Subject: | Bug/feature request: better handling of hard links |
Date: | Thu, 28 Sep 2017 17:22:27 -0400 (EDT) |
To: | bug-Filesys-DiskUsage [...] rt.cpan.org |
From: | "Thomas M. Payerle" <payerle [...] umd.edu> |
It appears the Filesys::DiskUsage (as of 0.04) does not
properly handle hard links in Unix file systems.

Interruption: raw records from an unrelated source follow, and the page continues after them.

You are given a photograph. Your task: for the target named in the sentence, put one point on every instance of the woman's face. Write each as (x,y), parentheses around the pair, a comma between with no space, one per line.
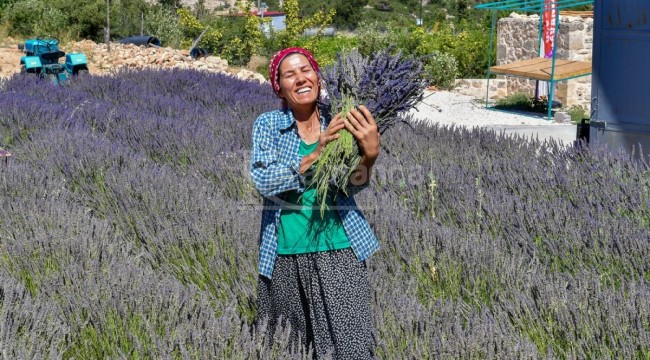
(299,85)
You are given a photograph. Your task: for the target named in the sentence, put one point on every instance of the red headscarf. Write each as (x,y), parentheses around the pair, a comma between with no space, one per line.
(274,66)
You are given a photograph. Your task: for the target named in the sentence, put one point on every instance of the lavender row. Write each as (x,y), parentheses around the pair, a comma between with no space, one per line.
(128,228)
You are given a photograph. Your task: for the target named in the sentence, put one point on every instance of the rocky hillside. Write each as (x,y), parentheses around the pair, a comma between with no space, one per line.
(101,62)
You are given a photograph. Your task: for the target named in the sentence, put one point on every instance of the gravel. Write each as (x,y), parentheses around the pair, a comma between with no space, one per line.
(449,108)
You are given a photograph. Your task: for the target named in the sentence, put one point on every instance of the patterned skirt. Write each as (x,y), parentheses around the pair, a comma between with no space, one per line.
(325,300)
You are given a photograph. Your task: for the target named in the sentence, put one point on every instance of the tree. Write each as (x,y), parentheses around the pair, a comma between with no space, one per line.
(348,13)
(172,4)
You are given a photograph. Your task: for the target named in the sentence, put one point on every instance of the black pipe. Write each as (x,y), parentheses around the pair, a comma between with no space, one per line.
(141,41)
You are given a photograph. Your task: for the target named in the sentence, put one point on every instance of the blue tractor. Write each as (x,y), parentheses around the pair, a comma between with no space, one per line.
(42,58)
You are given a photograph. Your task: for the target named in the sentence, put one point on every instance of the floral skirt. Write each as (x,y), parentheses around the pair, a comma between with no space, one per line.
(324,298)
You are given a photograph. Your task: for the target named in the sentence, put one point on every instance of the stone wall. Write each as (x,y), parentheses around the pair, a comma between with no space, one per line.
(517,39)
(100,61)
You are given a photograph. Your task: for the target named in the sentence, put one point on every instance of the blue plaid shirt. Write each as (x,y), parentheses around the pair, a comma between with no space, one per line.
(274,167)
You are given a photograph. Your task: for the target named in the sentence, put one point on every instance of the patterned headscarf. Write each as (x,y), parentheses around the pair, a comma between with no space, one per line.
(274,66)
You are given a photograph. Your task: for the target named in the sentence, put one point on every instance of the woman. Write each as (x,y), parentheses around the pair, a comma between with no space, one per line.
(312,267)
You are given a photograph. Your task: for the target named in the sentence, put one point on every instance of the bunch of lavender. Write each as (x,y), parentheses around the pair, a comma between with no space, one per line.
(387,84)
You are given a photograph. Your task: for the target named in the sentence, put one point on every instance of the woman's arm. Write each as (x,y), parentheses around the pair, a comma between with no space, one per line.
(270,176)
(330,134)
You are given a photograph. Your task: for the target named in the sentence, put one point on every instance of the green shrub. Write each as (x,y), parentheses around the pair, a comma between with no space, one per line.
(516,101)
(577,113)
(372,37)
(325,49)
(35,18)
(163,23)
(441,69)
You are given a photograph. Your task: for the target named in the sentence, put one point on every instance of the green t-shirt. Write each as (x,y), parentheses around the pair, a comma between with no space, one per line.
(302,229)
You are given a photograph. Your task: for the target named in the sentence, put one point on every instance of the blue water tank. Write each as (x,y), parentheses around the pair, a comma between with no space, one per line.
(621,75)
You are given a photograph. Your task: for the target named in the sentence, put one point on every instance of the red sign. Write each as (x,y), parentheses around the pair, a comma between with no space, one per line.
(548,27)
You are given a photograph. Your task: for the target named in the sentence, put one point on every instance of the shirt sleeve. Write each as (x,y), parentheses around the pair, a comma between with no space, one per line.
(269,175)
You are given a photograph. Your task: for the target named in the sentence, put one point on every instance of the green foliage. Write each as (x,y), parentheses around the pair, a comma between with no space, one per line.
(577,113)
(192,29)
(469,45)
(162,22)
(516,101)
(441,69)
(35,18)
(325,49)
(521,101)
(296,25)
(372,37)
(248,43)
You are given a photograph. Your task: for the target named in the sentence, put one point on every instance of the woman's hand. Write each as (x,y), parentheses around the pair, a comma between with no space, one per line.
(331,133)
(361,124)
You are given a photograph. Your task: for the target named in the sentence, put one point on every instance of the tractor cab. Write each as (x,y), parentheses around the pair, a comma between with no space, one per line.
(42,58)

E.g. if rootdir has two subdirs, A and B, and A contains
a 10 GB file bigfile.zip, and B contains a hard link to
bigfile.zip in A. In this case, Filesys::DiskUsage
will report both rootdir/A and rootdir/B
as being 10 GB (not unreasonable) and rootdir as 20 GB. But
rootdir is only consuming 10 GB of space (the files A/bigfile.zip
B/bigfile.zip are sharing the same data blocks on the disk, so
although there are two equal paths to the file, there is only one
file and only 10 GB of space is consumed).
The standard Unix du command (as least the GNU version distributed
with recent linuxes) correctly reports 10 GB for rootdir (as well
as for rootdir/A and rootdir/B).
I glanced briefly at the GNU code, and it looks like it records
device and inode numbers for every file it traverses, and uses
that information to avoid counting the space consumed by any file
more than once. I.e., du rootdir/A will give 10 GB (as A/bigfile.zip
is there and consumes 10 GB). Similarly, du rootdir/B gives 10 GB.

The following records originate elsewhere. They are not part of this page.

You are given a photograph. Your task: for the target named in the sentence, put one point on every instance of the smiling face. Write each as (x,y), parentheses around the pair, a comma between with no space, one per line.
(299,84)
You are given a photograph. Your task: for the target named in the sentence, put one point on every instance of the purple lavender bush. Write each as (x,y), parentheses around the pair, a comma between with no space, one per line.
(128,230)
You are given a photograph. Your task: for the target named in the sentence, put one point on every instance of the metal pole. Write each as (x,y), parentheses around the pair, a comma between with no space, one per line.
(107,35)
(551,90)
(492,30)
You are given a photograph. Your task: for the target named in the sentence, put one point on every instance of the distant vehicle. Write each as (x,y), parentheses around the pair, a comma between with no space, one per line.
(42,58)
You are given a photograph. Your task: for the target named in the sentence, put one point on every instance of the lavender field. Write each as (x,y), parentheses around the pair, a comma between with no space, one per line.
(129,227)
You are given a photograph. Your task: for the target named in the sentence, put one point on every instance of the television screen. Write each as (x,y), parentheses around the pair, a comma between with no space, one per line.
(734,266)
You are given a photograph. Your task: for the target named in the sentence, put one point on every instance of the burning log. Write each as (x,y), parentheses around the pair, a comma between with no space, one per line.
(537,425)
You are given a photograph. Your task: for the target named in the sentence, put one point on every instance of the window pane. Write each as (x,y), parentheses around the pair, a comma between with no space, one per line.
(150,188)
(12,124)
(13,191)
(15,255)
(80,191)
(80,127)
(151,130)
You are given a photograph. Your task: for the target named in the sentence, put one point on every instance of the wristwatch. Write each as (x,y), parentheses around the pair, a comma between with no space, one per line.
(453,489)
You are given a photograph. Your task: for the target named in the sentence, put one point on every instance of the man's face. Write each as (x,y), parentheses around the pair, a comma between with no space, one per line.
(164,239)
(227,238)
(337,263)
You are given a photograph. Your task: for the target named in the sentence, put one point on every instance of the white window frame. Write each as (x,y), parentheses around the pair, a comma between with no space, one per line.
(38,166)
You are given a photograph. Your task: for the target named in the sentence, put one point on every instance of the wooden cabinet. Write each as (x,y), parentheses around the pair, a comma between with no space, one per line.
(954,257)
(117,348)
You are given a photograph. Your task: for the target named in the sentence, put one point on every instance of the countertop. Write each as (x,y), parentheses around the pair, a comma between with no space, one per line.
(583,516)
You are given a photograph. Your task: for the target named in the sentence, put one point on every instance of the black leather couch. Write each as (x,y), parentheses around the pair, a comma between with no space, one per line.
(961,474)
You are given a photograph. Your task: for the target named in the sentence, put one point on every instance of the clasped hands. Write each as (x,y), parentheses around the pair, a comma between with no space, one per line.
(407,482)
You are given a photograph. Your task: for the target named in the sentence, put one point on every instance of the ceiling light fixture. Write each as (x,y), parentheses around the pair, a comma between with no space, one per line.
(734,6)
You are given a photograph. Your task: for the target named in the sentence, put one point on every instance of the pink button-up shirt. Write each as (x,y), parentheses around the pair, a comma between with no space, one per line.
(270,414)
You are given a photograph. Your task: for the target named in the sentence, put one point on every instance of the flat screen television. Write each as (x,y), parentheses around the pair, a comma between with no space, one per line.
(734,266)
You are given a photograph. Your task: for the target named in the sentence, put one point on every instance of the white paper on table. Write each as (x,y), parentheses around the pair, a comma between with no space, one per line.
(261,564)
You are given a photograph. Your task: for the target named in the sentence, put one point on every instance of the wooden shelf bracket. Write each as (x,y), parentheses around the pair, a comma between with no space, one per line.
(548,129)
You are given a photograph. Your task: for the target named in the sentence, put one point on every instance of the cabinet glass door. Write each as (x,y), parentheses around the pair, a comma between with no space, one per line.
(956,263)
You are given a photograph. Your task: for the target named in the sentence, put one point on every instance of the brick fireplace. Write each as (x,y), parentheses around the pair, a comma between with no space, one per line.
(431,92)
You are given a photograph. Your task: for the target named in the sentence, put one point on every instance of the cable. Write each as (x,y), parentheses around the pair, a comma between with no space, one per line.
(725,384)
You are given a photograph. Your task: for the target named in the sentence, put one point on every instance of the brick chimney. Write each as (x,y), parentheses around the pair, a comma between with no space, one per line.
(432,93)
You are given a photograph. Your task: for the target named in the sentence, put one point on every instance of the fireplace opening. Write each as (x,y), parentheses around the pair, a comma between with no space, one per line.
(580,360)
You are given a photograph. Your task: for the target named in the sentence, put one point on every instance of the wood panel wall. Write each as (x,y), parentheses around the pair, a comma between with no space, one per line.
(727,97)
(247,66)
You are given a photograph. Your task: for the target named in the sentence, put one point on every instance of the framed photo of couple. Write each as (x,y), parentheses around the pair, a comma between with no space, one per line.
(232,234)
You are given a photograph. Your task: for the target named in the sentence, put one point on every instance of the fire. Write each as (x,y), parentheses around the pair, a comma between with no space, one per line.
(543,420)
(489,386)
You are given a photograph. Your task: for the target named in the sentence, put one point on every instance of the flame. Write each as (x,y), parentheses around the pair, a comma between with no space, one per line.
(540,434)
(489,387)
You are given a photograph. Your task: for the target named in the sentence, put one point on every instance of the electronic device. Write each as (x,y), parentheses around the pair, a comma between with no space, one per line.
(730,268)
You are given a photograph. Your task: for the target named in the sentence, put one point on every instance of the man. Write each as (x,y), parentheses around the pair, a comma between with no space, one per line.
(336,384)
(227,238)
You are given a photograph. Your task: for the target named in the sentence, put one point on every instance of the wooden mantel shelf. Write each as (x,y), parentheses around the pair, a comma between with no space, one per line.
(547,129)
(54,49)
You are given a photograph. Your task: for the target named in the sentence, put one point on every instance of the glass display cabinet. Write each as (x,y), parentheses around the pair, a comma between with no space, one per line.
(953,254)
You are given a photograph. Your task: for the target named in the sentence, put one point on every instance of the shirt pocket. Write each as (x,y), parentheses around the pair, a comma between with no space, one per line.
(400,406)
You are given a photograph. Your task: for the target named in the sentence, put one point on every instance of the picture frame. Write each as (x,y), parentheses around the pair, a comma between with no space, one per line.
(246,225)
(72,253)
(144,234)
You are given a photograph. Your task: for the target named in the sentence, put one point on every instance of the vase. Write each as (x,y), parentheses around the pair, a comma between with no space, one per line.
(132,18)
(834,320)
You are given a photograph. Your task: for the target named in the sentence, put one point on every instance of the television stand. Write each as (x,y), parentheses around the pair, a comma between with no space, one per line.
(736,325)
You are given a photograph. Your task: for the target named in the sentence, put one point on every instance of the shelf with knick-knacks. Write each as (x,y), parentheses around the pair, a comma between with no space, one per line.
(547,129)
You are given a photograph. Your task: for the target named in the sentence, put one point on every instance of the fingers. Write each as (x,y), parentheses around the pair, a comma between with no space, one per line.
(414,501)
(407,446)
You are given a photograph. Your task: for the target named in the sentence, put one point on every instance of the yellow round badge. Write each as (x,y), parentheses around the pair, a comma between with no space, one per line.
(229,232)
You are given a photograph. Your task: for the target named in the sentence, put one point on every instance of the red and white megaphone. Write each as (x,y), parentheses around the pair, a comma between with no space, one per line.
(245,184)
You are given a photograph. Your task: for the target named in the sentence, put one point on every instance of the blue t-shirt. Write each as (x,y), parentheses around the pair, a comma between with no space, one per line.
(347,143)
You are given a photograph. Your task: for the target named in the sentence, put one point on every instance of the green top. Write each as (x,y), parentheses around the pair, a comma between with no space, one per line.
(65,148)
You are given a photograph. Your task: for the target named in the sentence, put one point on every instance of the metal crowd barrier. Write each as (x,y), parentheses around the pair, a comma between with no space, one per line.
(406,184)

But du rootdir detects that A/bigfile.zip and B/bigfile.zip have the
same device and inode numbers, and only count it once, so du rootdir
also only gives 10 GB.
While a similar strategy might be useful for Filesys::DiskUsage, I
also see that as potentially problematic (due to inefficiencies of
storing such in Perl vs C, causing excessive memory consumption
on large filesystems).
However, a more performance friendly option would be to divide the
size of regular files by the number of links. (Only regular files
should be so treated; directories normally will have have links
for itself, its parent, and each child. But regular files will
only have more than one link if there are more than one hard links
'to the file). This should be an option, e.g.
'divide-among-hardlinks'
Such a change, for our previous example (and assuming A/bigfile.zip
only has 2 links), would result in rootdir reporting 10 GB, and
rootdir/A and rootdir/B each reporting 5 GB.
This also disagrees with the standard du command in the interpretation of
the usage of rootdir/A and rootdir/B, but there is merit to both interpretations
(there are a number of questions on the web basically wondering why
du rootdir != (du rootdir/A) + (du rootdir/B)
). There will always be some ambiguity when dealing with the diskusage
of a tree which does NOT contain all hardlinks to all files in the tree.
Tom Payerle
DIT-ACIGS/Mid-Atlantic Crossroads payerle@umd.edu
5825 University Research Court (301) 405-6135
University of Maryland
College Park, MD 20740-3831